冷静な思考であれば、あり得ないとの答えしか出ない。
しかし、初号機は、マコトはそれを行なった。
エヴァ専用輸送機。
その巨大な機体は、初号機によって持ち上げられた。
初号機は頭上よりも高く輸送機を持ち上げ、そして、使徒に向けて投げ付けた。
放物線を描く事なく、真っ直ぐに使徒へと飛ばされる輸送機。
避ける間もなく、正面から衝突する使徒。
さしもの輸送機も、その体は大きく2つに折れ、引火した燃料が大きな爆発を起こす。
その衝撃は、使徒の体を大きく傾けた。
「うおおおおっ!!」
間髪を入れずに、初号機は、そばに転がるパレットライフルを拾うと、そのまま使徒へと突進する。移動速度は理論値を遥かに超えた。
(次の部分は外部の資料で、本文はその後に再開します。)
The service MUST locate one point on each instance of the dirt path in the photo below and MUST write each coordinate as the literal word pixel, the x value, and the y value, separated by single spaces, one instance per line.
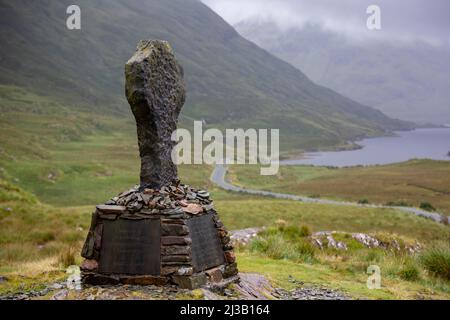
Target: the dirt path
pixel 218 177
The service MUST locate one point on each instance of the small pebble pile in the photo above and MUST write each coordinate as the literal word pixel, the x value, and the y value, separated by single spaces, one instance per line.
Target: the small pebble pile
pixel 151 201
pixel 174 206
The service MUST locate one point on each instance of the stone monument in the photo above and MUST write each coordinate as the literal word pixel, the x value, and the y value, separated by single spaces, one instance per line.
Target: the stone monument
pixel 160 232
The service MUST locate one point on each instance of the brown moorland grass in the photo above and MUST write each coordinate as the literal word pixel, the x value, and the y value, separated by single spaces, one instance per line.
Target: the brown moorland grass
pixel 412 182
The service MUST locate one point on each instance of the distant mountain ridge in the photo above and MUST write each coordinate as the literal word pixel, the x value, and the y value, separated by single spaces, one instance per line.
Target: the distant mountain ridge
pixel 231 82
pixel 409 81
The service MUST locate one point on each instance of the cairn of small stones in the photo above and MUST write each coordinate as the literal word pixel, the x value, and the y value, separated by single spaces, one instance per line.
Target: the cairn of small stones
pixel 173 206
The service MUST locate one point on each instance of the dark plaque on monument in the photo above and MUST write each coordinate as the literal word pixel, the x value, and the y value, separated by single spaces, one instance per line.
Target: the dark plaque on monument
pixel 206 247
pixel 131 247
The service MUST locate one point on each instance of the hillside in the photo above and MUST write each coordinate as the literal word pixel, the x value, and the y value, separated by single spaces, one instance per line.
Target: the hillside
pixel 231 82
pixel 404 80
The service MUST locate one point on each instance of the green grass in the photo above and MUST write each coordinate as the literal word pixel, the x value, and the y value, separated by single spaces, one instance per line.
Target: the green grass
pixel 437 261
pixel 292 254
pixel 56 163
pixel 416 182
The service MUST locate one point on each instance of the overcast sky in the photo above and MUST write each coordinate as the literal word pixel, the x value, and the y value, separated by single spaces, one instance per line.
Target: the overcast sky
pixel 402 20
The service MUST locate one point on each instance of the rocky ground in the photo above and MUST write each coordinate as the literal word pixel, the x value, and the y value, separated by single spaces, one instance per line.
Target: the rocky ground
pixel 252 286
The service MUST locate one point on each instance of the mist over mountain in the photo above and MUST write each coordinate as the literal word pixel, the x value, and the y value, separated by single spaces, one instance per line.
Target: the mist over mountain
pixel 402 69
pixel 406 81
pixel 231 82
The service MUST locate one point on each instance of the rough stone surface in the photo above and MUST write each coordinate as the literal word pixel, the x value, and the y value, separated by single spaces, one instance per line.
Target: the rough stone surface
pixel 156 93
pixel 190 282
pixel 89 265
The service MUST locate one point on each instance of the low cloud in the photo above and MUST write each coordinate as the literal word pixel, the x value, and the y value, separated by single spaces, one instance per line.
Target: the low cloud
pixel 402 20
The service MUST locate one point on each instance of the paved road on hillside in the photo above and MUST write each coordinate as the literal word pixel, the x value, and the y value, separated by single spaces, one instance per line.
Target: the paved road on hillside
pixel 218 177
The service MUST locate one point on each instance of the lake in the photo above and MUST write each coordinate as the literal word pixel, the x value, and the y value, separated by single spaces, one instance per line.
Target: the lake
pixel 430 143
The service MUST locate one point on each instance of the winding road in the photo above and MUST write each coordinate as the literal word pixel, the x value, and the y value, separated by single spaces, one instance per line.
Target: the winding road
pixel 218 177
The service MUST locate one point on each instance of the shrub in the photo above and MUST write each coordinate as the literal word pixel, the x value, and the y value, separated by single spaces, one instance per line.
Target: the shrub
pixel 409 272
pixel 304 231
pixel 284 244
pixel 67 257
pixel 437 261
pixel 427 206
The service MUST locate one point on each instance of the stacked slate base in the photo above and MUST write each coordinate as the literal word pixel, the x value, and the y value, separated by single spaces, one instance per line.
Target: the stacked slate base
pixel 158 237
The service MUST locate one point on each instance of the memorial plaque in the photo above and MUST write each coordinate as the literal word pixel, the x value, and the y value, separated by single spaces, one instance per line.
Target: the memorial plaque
pixel 131 247
pixel 206 247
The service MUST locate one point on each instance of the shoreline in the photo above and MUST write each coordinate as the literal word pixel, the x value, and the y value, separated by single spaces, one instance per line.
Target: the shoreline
pixel 290 159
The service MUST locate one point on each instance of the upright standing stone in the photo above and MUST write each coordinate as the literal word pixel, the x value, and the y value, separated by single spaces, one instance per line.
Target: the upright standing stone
pixel 156 93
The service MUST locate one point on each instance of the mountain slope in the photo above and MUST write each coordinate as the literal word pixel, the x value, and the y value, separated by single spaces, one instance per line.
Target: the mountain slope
pixel 404 80
pixel 231 81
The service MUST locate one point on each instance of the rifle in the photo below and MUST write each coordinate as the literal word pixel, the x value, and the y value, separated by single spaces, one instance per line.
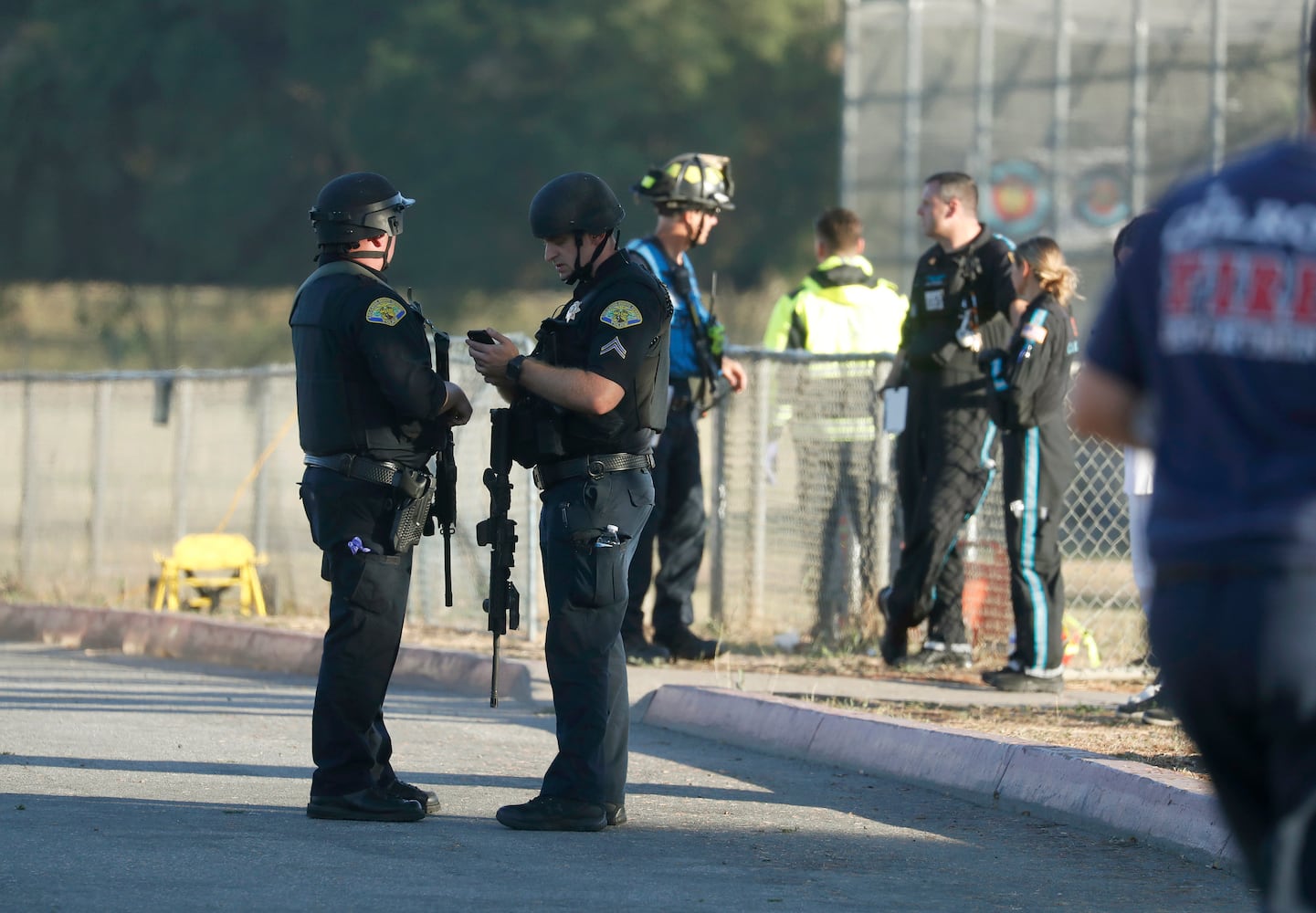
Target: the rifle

ものの数秒で使徒に接近すると、初号機は使徒の中央部目掛けて飛んだ。
光をたたえ、今にも初号機を食らおうと待ち構える使徒。
しかし、初号機の反応速度は、加粒子砲の発射よりも速く、ライフルの照準を使徒のコアへと合わせた。
「くたばれ!!」
使徒に怒りをぶちまけ、マコトはトリガを引いた。
「っ!?」
しかし、その反応は極めて簡素なものだった。
作動しないパレットライフル。
「た、弾が!?」
マコトが状況を把握するよりも速く、使徒は加粒子砲を発射した。
至近距離からの加粒子砲の攻撃により、初号機の持つパレットライフルは、一瞬で蒸発した。
そして、光は、そのまま初号機を貫いた。